La clim est une machine, son accès est une politique
Enquête publiée dans Lyon Mag le 9 août 2026, sur l’accès inégal à la climatisation à Lyon et la mortalité liée aux fortes chaleurs. Un travail de terrain et de vérification des faits, pas une tribune d’opinion.
Une mortalité chiffrée
Entre le 17 juin et le 2 juillet 2026, la canicule a provoqué au moins 5 764 décès en excès (+36 %) selon Santé publique France, dont les deux tiers chez les 75 ans et plus. La hausse la plus brutale a eu lieu à domicile : +91 % sur la seule semaine du 22 au 28 juin. La recherche converge depuis vingt ans, de Bouchama (2007) à la grande étude ontarienne publiée dans le JAMA Internal Medicine : la climatisation dans la chambre protège, pas la salle rafraîchie du rez-de-chaussée que le droit français impose.
Une fiscalité qui creuse l’écart
Même appareil, deux traitements. Jusqu’à 5 000 € de MaPrimeRénov’ pour une pompe à chaleur air-eau posée seule, rien pour son équivalent air-air sauf rénovation d’ampleur.
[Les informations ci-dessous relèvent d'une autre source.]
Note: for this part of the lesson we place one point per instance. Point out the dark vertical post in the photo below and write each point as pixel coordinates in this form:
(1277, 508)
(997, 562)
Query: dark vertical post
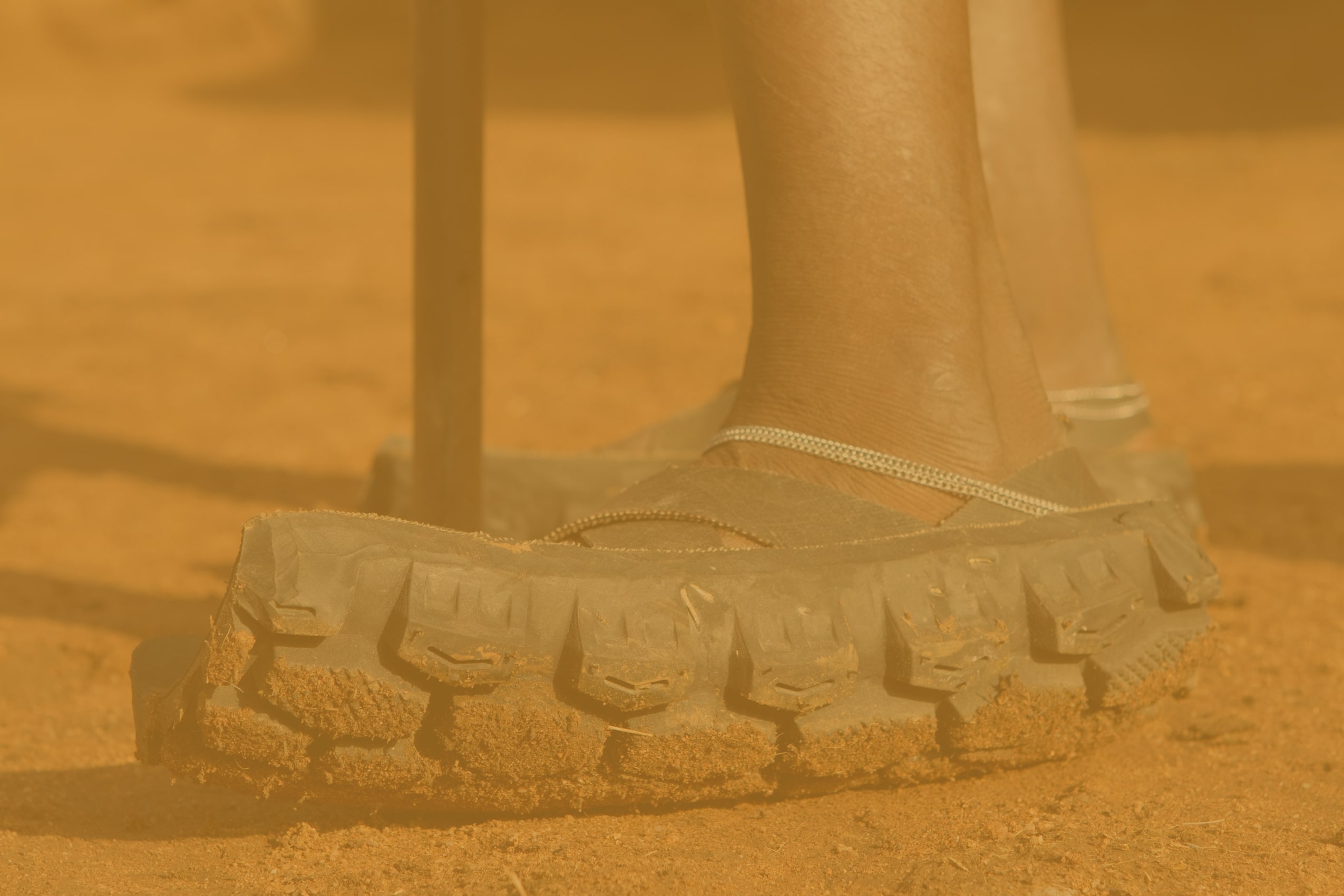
(449, 123)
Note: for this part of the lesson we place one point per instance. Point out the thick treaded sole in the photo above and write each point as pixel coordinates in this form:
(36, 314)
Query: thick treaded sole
(367, 660)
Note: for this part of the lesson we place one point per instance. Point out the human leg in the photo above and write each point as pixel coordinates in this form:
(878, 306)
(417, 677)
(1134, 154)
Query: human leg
(882, 312)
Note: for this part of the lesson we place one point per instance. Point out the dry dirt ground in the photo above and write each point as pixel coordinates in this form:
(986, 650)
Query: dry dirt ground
(204, 315)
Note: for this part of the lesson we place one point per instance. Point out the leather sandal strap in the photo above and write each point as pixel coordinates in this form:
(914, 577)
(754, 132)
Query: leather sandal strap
(771, 510)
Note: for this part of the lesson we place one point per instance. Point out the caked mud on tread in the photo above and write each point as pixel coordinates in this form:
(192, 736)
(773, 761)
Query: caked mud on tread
(362, 659)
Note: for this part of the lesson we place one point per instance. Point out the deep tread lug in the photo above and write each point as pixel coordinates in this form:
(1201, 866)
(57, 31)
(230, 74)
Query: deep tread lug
(1183, 574)
(1154, 663)
(944, 630)
(1078, 602)
(460, 626)
(795, 656)
(635, 653)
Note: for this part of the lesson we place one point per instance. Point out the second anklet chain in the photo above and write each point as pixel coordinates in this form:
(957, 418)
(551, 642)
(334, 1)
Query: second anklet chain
(889, 465)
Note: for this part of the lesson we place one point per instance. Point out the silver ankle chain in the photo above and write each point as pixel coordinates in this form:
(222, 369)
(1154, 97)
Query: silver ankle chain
(889, 465)
(1123, 402)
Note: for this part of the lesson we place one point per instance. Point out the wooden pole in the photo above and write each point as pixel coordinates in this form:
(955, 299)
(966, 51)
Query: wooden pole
(449, 124)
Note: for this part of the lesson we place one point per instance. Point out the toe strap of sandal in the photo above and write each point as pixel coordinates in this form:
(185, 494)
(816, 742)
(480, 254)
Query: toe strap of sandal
(693, 505)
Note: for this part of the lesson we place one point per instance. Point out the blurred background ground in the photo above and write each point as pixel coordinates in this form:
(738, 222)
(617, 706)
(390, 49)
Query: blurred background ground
(204, 315)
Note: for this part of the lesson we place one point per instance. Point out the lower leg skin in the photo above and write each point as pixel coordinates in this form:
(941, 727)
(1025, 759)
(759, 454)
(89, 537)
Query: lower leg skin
(1037, 191)
(882, 312)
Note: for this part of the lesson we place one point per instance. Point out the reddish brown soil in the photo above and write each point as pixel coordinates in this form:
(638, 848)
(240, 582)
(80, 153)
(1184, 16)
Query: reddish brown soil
(204, 316)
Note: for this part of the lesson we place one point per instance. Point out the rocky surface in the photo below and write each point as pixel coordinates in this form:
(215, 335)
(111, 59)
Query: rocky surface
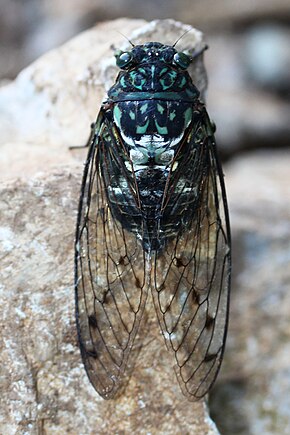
(44, 388)
(52, 103)
(252, 392)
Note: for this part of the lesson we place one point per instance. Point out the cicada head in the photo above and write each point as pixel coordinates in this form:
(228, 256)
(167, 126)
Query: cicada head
(152, 67)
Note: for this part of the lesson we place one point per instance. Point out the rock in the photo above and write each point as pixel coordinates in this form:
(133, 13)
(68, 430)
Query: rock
(44, 388)
(52, 103)
(252, 392)
(247, 114)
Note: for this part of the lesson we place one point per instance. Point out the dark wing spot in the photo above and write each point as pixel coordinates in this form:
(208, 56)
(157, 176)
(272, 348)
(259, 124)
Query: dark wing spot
(209, 321)
(106, 296)
(138, 283)
(92, 353)
(210, 357)
(195, 297)
(93, 321)
(178, 262)
(121, 261)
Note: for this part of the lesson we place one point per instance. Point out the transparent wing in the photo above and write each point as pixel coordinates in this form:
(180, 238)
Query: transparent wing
(191, 276)
(110, 273)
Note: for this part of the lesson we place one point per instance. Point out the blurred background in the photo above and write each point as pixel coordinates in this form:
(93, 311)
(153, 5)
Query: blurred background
(248, 63)
(248, 67)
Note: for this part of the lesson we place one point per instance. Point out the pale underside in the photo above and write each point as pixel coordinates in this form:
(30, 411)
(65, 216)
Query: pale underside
(189, 280)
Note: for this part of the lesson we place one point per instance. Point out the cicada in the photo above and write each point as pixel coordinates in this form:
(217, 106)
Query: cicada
(153, 218)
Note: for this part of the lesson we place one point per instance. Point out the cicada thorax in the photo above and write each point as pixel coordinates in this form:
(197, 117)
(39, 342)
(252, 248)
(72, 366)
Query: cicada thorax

TVA à 5,5 % pour un climatiseur réversible fixe posé par une entreprise, 20 % pour le monobloc mobile — le seul appareil accessible à un locataire sans travaux ni accord du bailleur, et le plus énergivore.
Un pilotage introuvable
Six délégations métropolitaines touchent la chaleur — santé, autonomie, adaptation climatique, urbanisme, habitat, offre de logement — sans qu’aucune ne la contienne. Côté Ville de Lyon, l’urbanisme et l’habitat reviennent à la Métropole depuis 2015 : la marge de manœuvre municipale sur le parc privé existant, où se joue l’essentiel, est structurellement faible.